Gli straordinari progressi della scienza propongono nuove sfide alla nostra generazione: possibilità finora inedite di dominare la natura rischiano di suscitare il miraggio dell’onnipotenza, il sogno di entrare senza limiti nel mistero della vita che nasce.
La questione non consiste nel dare o negare una opportunità alle coppie sterili che desiderano avere un figlio: negare per legge tale opportunità di per sé sarebbe incomprensibile. Questa – peraltro – è la rappresentazione prevalente, nella divulgazione mediatica, del voto della Camera sulla fecondazione assistita; un’interpretazione ancor più severa considera che vi sia stata, in questo caso, una prevaricazione dei cattolici sul carattere liberale dello stato laico, quasi una pretesa di subordinare l’ordinamento italiano alla morale cattolica.
Noi pensiamo che lo stato laico debba tutelare i diritti dei cittadini. Ma quando due diritti tendono a confliggere occorre ricercare una composizione. E fra il diritto delle coppie sterili ad avere un figlio e il diritto del figlio ad avere una identità biologica, affettiva e antropologica, noi pensiamo che lo stato laico debba privilegiare il più debole e indifeso.
Ma la questione è in verità più complessa. La fecondazione assistita si inserisce nel più vasto dibattito sulle nuove frontiere della bioetica, e ci pone una domanda: la scienza deve essere funzionale alla persona o è forse vero il contrario?
Non tutte le innovazioni tecnologiche sono indifferenti rispetto al destino dell’umanità. Dovremmo trovare un criterio rigoroso e severo per decidere quanto sia indispensabile e quanto sia utile introdurre tecniche artificiali nel ciclo biologico della riproduzione umana. Il criterio del “desiderio legittimo” di un figlio non è sufficiente. Volendo provocare, potremmo chiederci: è legittimo desiderare un figlio con gli occhi chiari e i capelli biondi? Certamente lo è. Ma sarebbe lecito soddisfare questo bisogno attraverso la manipolazione dell’embrione? Dove interviene il confine tra il diritto ad avere un figlio e il rispetto per l’integrità della vita? Il destino dell’umanità è l’orizzonte su cui si staglia l’incertezza di chi vive queste scelte come interrogativi severi ed esigenti, e non come frettolosa ostentazione di pregiudizi.

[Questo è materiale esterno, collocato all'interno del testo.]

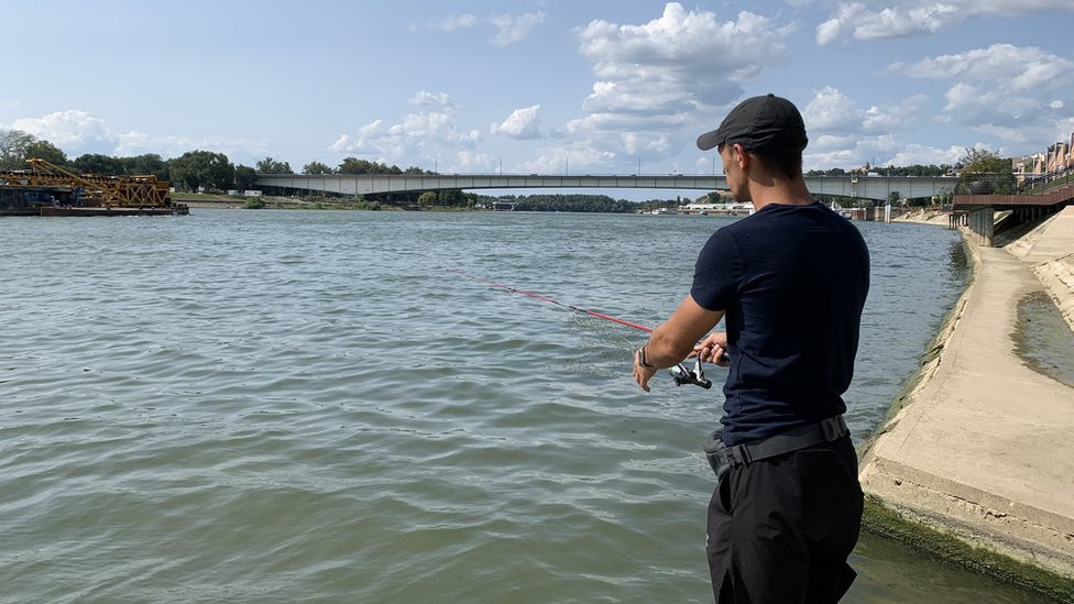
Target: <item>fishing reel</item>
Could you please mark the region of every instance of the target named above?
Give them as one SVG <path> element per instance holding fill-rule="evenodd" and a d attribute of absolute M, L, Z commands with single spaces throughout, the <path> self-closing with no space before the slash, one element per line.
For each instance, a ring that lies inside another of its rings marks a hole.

Noi abbiamo ritenuto inammissibile la possibilità di “confezionare” un embrione come un prodotto artificiale di materiali biologici di provenienza estranea alla coppia. Abbiamo ritenuto che questo tipo di intervento possa aprire un varco in un campo che ha bisogno di punti fermi e certezze per non sconfinare impercettibilmente nella deriva dell’eugenismo.
Si obietta che in molti paesi la fecondazione eterologa è consentita: si potrebbe aprire una strada per i “viaggi dell’eterologa”. E quando in Giappone, in America o anche in Francia fosse consentita la clonazione umana, noi dovremmo adeguarci, per evitare un viaggio a chi ha questo desiderio?

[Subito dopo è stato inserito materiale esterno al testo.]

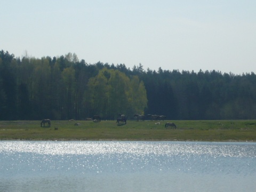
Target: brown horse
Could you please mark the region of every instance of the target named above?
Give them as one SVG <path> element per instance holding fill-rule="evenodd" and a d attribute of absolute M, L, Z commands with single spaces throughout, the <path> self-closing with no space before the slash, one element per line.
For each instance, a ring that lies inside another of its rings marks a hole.
<path fill-rule="evenodd" d="M 51 126 L 51 120 L 49 119 L 43 119 L 41 122 L 41 127 L 43 126 L 43 125 L 44 125 L 44 127 L 45 126 L 45 123 L 47 123 L 47 126 L 50 127 Z"/>

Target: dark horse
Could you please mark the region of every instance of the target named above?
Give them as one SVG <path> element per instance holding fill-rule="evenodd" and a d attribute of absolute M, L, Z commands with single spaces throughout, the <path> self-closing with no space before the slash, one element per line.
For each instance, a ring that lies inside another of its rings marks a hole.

La nostra valutazione su una legge che siamo stati chiamati a votare per rimediare, lo ricordiamo, a una situazione di totale assenza di regole, ha provocato una divisione trasversale agli schieramenti di governo e opposizione, e ha sollevato un’inutile e antistorica disputa su un presunto ritorno del “partito cattolico”. Troppi esegeti della carta stampata sembrano dimenticare che una materia come questa – che investe la coscienza di ogni singolo parlamentare indipendentemente dalle sue convinzioni religiose – non è, né potrebbe esserlo, oggetto del programma di governo.
Non ci interessa un bipolarismo fondato sulla contrapposizione tra Guelfi e Ghibellini. E sarebbe bene che il confronto sulla fecondazione assistita non fosse utilizzato in modo strumentale. L’opposizione – che ha visto crearsi anche al suo interno una differenza di valutazione tra laici e cattolici – dovrebbe rinunciare a una lettura politica di questo voto. Ma questo vale anche per quella parte della sinistra che sembra vivere con una eccitazione sopra le righe il confronto sui temi della bioetica.
Per parte nostra, proponiamo di non utilizzare queste scelte e questi temi nella imminente campagna elettorale, e invitiamo i cittadini a diffidare di quanti lo faranno.